Identification of a novel ene reductase from Pichia angusta with potential application in (R)-levodione production

Abstract

Asymmetric reduction of electronically activated alkenes by ene reductases (ERs) is an attractive approach for the production of enantiopure chiral products. Herein, a novel FMN-binding ene reductase (PaER) from Pichia angusta was heterologously expressed in Escherichia coli BL21(DE3), and the recombinant enzyme was characterized for its biocatalytic properties. PaER displayed optimal activity at 40 °C and pH 7.5, respectively. The purified enzyme was quite stable below 30 °C over a broad pH range of 5.0-10.0. PaER was identified to have a good ability to reduce the C[double bond, length as m-dash]C bond of various α,β-unsaturated compounds in the presence of NADPH. In addition, PaER exhibited a high reduction rate (k _cat = 3.57 s^-1) and an excellent stereoselectivity (>99%) for ketoisophorone. Engineered E. coli cells harboring PaER and glucose dehydrogenase (for cofactor regeneration) were employed as biocatalysts for the asymmetric reduction of ketoisophorone. As a result, up to 1000 mM ketoisophorone was completely and enantioselectively converted to (R)-levodione with a >99% ee value in a space-time yield of 460.7 g L^-1 d^-1. This study provides a great potential biocatalyst for practical synthesis of (R)-levodione.

Fig. 1. Phylogenetic relationship of amino acid sequences of PaER to other OYEs with known function. Bootstrap values at the nodes were expressed as percentages of 1000 replications. The accession number of OYEs is shown in brackets.

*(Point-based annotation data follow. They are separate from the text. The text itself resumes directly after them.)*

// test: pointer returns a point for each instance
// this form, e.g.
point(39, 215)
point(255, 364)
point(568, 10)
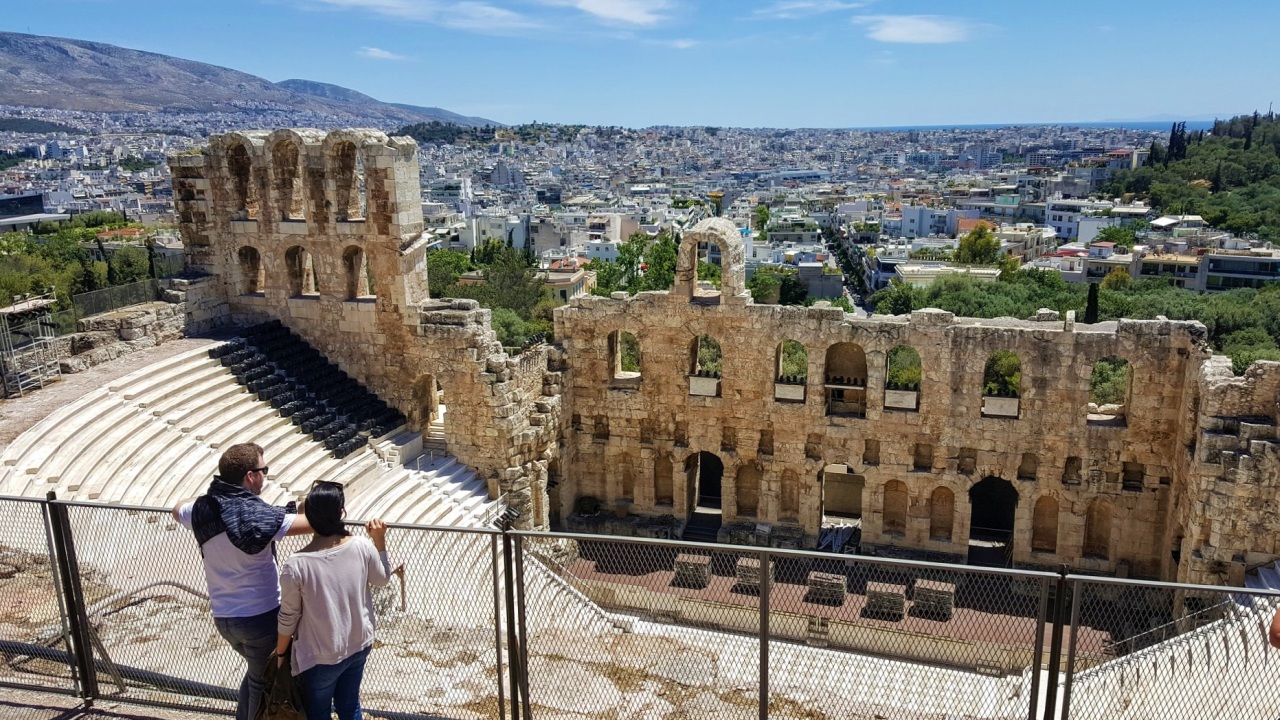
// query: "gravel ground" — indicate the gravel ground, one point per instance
point(21, 705)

Fig. 2. SDS-PAGE analysis of the expression and purification of PaER. Lane M, protein molecular weight marker; Lane 1, whole-cell of E. coli expressing PaER; Lane 2, crude extract of E. coli expressing PaER; Lane 3, precipitate of E. coli expressing PaER; Lane 4, purified PaER.

Fig. 3. Effect of pH (A) and temperature (B) on enzyme activity of PaER.

Fig. 4. (A) The pH stability of PaER in various pH (5.0–10.0) conditions. (B) The thermostability of PaER at various temperatures (4, 30 and 40 °C).

Fig. 5. Catalytic profile of PaER and the measured specific activities toward 1a–14a of the substrate library.

Fig. 6. (A) Proposed catalytic mechanism of PaER for the reduction of ketoisophorone. (B) 3D structure generated by docking of ketoisophorone into the active pocket of PaER.

Fig. 7. Asymmetric bioreduction of ketoisophorone. (A) PaER-mediated reduction reaction for preparation of (R)-levodione. (B) Construction of engineered E. coli strains. (C) Comparison of the (R)-levodione production in each constructed E. coli strain. The reaction system (1 mL) contained 20 mM substrate (3a), 1 g L⁻¹ lyophilized E. coli cells, 0.2 mM NADP⁺, 40 mM glucose, and 100 mM PBS (pH 7.5).

Fig. 8. Reaction progress curves of ketoisophorone by Strain 3 on a preparative scale. Reaction mixtures (20 mL): ketoisophorone (1000 mM), glucose (1050 mM), NADP⁺ (0.05–0.2 mM), 10 g L⁻¹ lyophilized E. coli cell (Strain 3), and PBS buffer (100 mM, pH 7.5).